Usually, on finishing a crossword puzzle I toss it, as a cat would a dead mouse, at Mary’s feet

Hats off to Sylvia Overby, who told me at the Little League ceremony at Maidstone Park the other day that Adderol was used to treat ADHD (attention-deficit/hyperactivity disorder, as I was later to learn) and thus helped me finish a crossword puzzle that had been causing me to fidget. I excused myself for a moment so I could run back to the car, which was parked nearby, to fill in the missing letters.

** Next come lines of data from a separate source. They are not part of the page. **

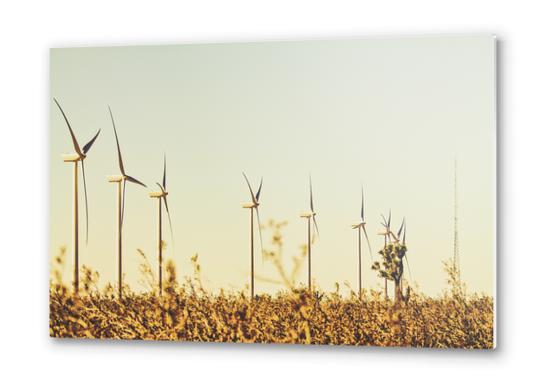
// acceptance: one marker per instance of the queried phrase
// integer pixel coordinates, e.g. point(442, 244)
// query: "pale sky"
point(388, 113)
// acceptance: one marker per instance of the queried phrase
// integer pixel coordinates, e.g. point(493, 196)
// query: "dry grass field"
point(189, 313)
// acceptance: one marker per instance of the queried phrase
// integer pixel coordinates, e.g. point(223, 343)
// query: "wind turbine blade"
point(408, 267)
point(132, 179)
point(315, 226)
point(259, 230)
point(368, 243)
point(259, 190)
point(88, 145)
point(123, 200)
point(250, 188)
point(164, 176)
point(74, 140)
point(168, 214)
point(385, 223)
point(401, 229)
point(311, 199)
point(121, 165)
point(389, 219)
point(86, 200)
point(362, 206)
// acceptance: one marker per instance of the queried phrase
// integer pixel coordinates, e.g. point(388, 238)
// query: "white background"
point(28, 29)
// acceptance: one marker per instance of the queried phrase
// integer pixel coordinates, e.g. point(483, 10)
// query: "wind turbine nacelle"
point(115, 178)
point(159, 194)
point(71, 157)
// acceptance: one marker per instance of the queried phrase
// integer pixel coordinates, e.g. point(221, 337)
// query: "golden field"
point(188, 313)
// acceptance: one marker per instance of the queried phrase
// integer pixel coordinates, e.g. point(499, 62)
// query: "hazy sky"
point(388, 113)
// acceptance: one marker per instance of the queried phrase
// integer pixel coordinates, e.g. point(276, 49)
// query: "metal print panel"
point(336, 192)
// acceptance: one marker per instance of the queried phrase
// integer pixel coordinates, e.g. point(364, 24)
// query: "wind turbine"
point(361, 226)
point(253, 205)
point(387, 234)
point(310, 216)
point(79, 156)
point(121, 197)
point(161, 195)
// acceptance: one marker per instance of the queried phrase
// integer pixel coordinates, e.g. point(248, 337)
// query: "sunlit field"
point(187, 312)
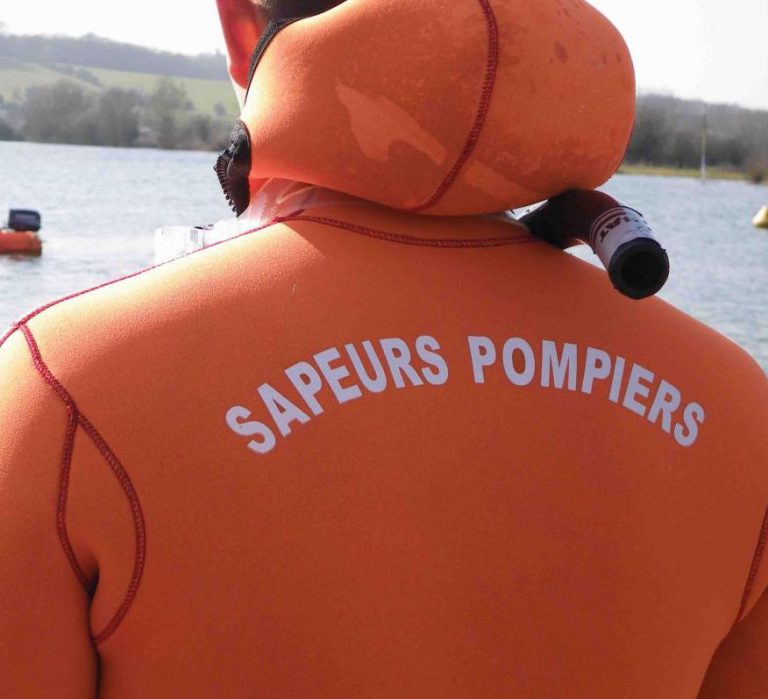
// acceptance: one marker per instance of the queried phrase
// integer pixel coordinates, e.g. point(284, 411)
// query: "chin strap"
point(271, 31)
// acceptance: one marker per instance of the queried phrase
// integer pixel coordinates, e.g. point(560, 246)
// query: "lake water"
point(100, 207)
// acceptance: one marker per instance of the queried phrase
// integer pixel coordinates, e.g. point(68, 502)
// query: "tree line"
point(65, 112)
point(668, 132)
point(96, 52)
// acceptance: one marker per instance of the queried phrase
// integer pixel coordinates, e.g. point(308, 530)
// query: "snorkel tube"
point(636, 263)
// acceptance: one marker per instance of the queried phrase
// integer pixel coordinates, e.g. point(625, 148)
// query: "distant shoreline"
point(713, 173)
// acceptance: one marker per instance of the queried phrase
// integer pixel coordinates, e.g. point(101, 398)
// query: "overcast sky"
point(715, 50)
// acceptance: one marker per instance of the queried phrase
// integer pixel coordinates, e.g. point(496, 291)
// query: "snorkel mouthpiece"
point(232, 168)
point(636, 263)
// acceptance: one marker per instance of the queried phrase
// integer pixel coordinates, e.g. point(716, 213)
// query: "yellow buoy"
point(761, 220)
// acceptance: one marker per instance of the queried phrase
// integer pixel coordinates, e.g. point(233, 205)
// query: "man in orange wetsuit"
point(390, 445)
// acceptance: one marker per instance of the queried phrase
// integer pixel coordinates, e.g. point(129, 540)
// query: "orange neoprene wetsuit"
point(361, 453)
point(364, 452)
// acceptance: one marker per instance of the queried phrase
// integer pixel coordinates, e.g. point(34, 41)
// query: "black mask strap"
point(271, 31)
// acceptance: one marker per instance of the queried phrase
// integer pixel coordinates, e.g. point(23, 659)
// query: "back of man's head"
point(278, 9)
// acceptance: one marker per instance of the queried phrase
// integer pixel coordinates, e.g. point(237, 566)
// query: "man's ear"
point(243, 23)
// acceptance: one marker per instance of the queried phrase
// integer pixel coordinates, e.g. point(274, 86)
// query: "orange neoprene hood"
point(460, 107)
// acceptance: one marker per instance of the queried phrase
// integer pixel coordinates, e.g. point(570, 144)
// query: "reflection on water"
point(101, 206)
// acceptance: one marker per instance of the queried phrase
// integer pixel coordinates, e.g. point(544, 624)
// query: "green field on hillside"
point(16, 78)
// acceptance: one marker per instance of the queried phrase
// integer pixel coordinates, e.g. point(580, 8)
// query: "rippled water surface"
point(100, 207)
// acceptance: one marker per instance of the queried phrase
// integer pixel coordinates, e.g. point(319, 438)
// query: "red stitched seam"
point(139, 528)
point(482, 110)
point(423, 242)
point(66, 457)
point(756, 560)
point(8, 333)
point(76, 417)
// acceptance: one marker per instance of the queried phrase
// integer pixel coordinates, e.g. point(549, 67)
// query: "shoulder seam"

Usually, on finishing a crossword puzzle I toss it, as a cat would a dead mouse, at Mary’s feet, or in her general direction, saying in so doing, and with no little pride, “Now, I can begin my day,” though sometimes it’s, “Now I can begin yesterday, or the day before yesterday.”

And now that I’ve looked up ADHD on the Internet, I find that, crosswords aside, I tend to manifest certain of its symptoms. 

“Often fails to give close attention to details” is listed as one. Bingo. 

“Often loses things necessary for tasks and activities.” Ditto.

“Often does not follow through on instructions and fails to finish chores.” Oh, boy. 

“Often does not seem to listen when spoken to directly.” What?

“Often talks excessively, interrupts, and blurts out answers before questions have been completed.” Moi?

It all reminds me of the new doorknob I bought recently at the hardware store to replace one that had become so sticky that no amount of WD-40 could bring it around. 

Part two of that chore, of course, was to affix it, which I tried to do a few days later, with much cursing, of course, only to find once the little bolts were screwed in all the way — it took forever to align them — that you couldn’t pull it to, nor could you, moreover, lock it, even from the inside. 

“What shall we do now?” Mary, who was as nonplused as I, asked.

“There are no problems, only solutions — the juice of five limes, half a lemon, and an orange mixed in with three cups of ice, a cup of Triple Sec, and a cup of tequila being the solution in our case.”

The next day, it may have taken Dave, our neighbor, all of two seconds to diagnose the problem, which was that the latch had been inserted upside down and therefore the desired coupling of the latch with the strike plate could not be achieved. He flipped the latch assembly around and voilà. Dave pays close attention to details. He finishes chores. I doubt that in his youth he was ever called “a mechanical moron,” as was I, by my late stepfather. Generally, I’ll embrace a critique like that. Say that my prose is as dry as a mudflat after a heavy rain, or that what I write about is beside the point, and I’ll preen. But to have been labeled a mechanical moron at an impressionable age — 22, I think it was — has taken such a toll emotionally that I become hyperinattentive, even to the extent of vanishing, when anything requiring assembly and accompanied by detailed instructions arrives. 

But now the psychic weight has been lifted! It’s not that I’m inattentive, phlegmatic, unorganized, excessively talkative, or downright annoying. I’ve got ADHD!

I’m sure Mary will be relieved to hear it.